Washington, DC – IRI conducted a new public opinion survey in Turkey from September 18–30, 2010, that suggests increasing optimism in Turkey since IRI’s May 2010 poll.  Fifty-three percent of respondents believe that Turkey is heading in the right direction – a 10 percentage point increase from May.  Turks’ economic outlook also improved, as the number of those who believe their economic situation is better than five years ago improved from 32 to 43 percent, and those who believe their economic situation would improve in the next year increased from 28 to 35 percent.

Unemployment and security are of particular concern to voters, and were identified as the most important issues in the next general elections.  Turks also indicated that they want to hear more from politicians about unemployment.  When asked to evaluate the performance of the government on a range of issues, fighting unemployment received the lowest average rating: 3.85 on a 10 point scale.  The government scored highest on the issues of health care and protection of religious freedom.

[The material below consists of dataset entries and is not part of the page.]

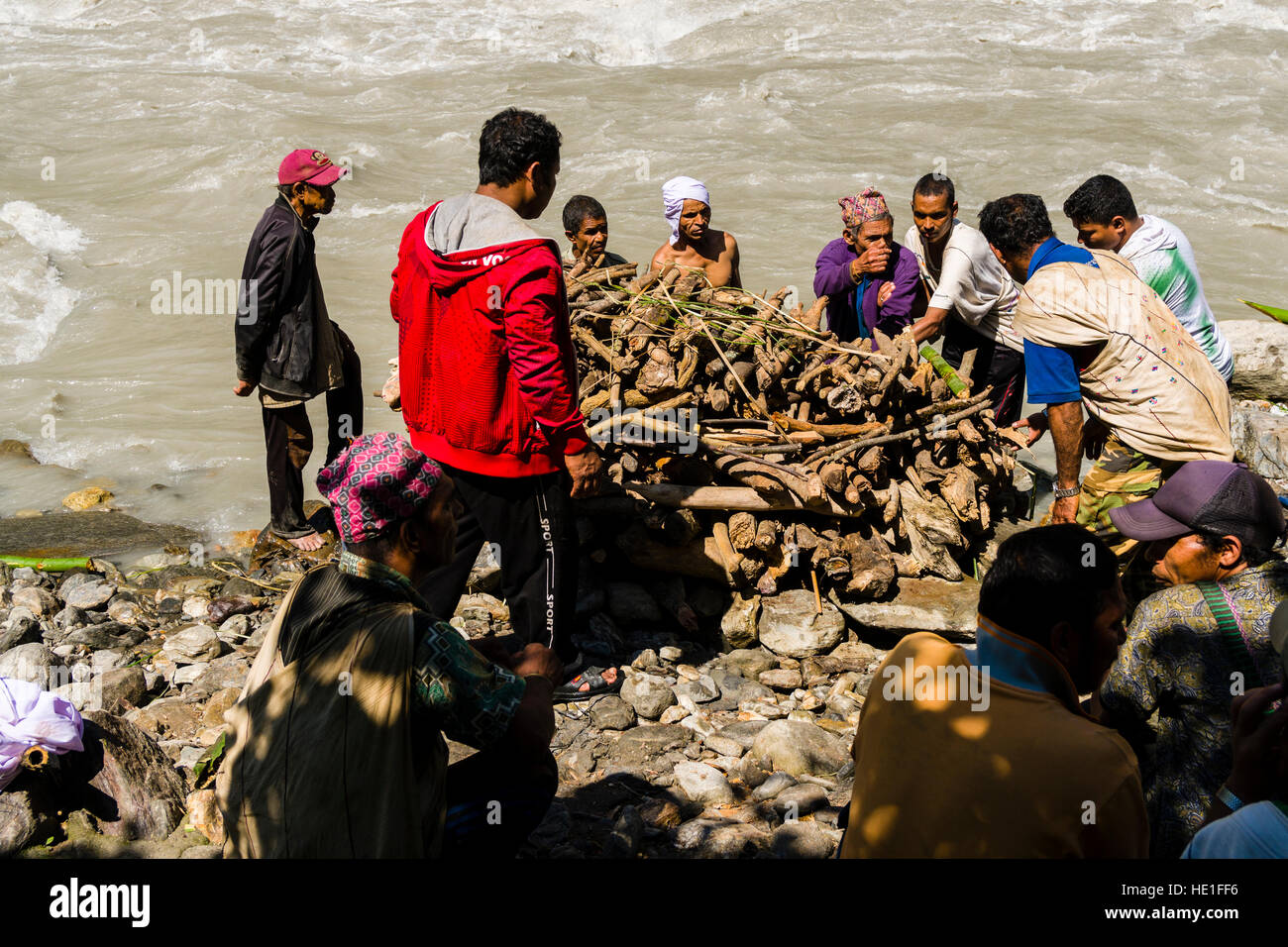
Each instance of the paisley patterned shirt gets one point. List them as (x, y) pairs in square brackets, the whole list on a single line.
[(1170, 690)]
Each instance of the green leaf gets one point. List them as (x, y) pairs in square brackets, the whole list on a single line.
[(204, 772), (1273, 312)]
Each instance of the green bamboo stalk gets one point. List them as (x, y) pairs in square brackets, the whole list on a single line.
[(945, 371)]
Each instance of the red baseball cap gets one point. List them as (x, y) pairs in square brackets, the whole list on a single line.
[(309, 165)]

At the local level, optimism is more pronounced, as 69 percent of those polled believe things in their municipalities are heading in the right direction.  Road conditions and trash collection were cited as the top reasons for that belief. 

IRI’s survey gauged attitudes on the national referendum held on September 12, 2010, that approved a series of amendments to the Turkish Constitution, the most controversial of which gave the government more influence over the country’s judiciary.  A plurality of respondents reported that they made their decision on the referendum two months before voting and that political party campaigns in the weeks leading up to the vote had little impact.

The survey also explored Turkish views on the European Union (EU) accession process.  Sixty-five percent of Turks believe EU membership is a good thing and 63 percent said they would vote for membership if the referendum were held this week.  This marks a 12-point increase since IRI’s May 2010 survey.  Respondents cited economic gains and the free movement of Turkish citizens as the most important benefits of EU membership.